By this morning I was a little better.....until I saw my exact Caliber drive by me on my lunch hour! Again...the tears flowed. Do any of you have trouble letting go of things??? I guess maybe my problem is that I don't like "change". It makes me uncomfortable.
Let's just hope that this Pacifica grows on me as much as the Caliber did and I'll be able to put this all behind me. One day I hope to look back at my "Caliber withdrawal breakdown" and laugh about it.
Thursday, October 15, 2009
Calligraphy Alternative
Since our return address is something we'll be writing over and over again during the course of the wedding (invitations, thank you notes, RSVP cards) I thought this purchase from Lettergirl was totally worth it.
It's a self-inking stamp that seemed like the perfect alternative to the all-mighty calligraphy. They even have return address labels that I may end up purchasing.
What are you waiting for....go check out Lettergirl.
Wednesday, October 14, 2009
Happy Birthday Anthony
Tuesday, October 13, 2009
I'm Struggling......
I'm struggling........Where are the days when I would get out of work, get home in time to make dinner, get the lawn mowed, water the flowers, and take a walk....all before the sun went down!

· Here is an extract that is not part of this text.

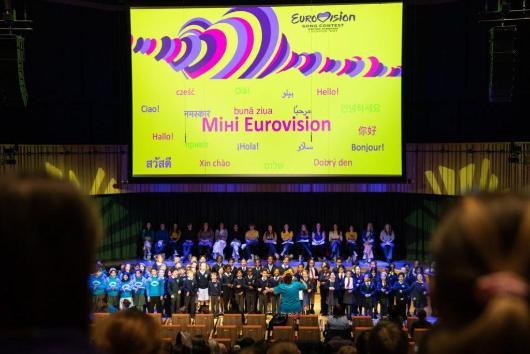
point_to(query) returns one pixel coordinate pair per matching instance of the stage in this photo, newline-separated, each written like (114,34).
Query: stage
(293,263)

I'm struggling........I'm not ready for the change in season. My days are becoming shorter and shorter. I can barely get home with enough daylight to accomplish anything.
I'm struggling........I need life to slow down. I need to take some time out to accomplish everything that's sitting on my "to do" list. I need to take time to relax, to enjoy the moment.
I'm struggling........
Monday, October 12, 2009
Holiday Inn Dayton, OH
And this was just the start to our lovely weekend.....it only goes downhill from there!!!
FYI ~ Holiday Inn - Dayton (North) is NOT ever going to get a recommendation from me.
Tuesday, October 6, 2009
Halloween Fever
This is the first holiday since we've been in our new house. Well, not technically, but does anyone really decorate for 4th of July or Labor Day??? Didn't think so!
And my mom just sent me the cutest link on how to decorate your pumpkins to look like black cats. How cool would these look sitting on my front steps?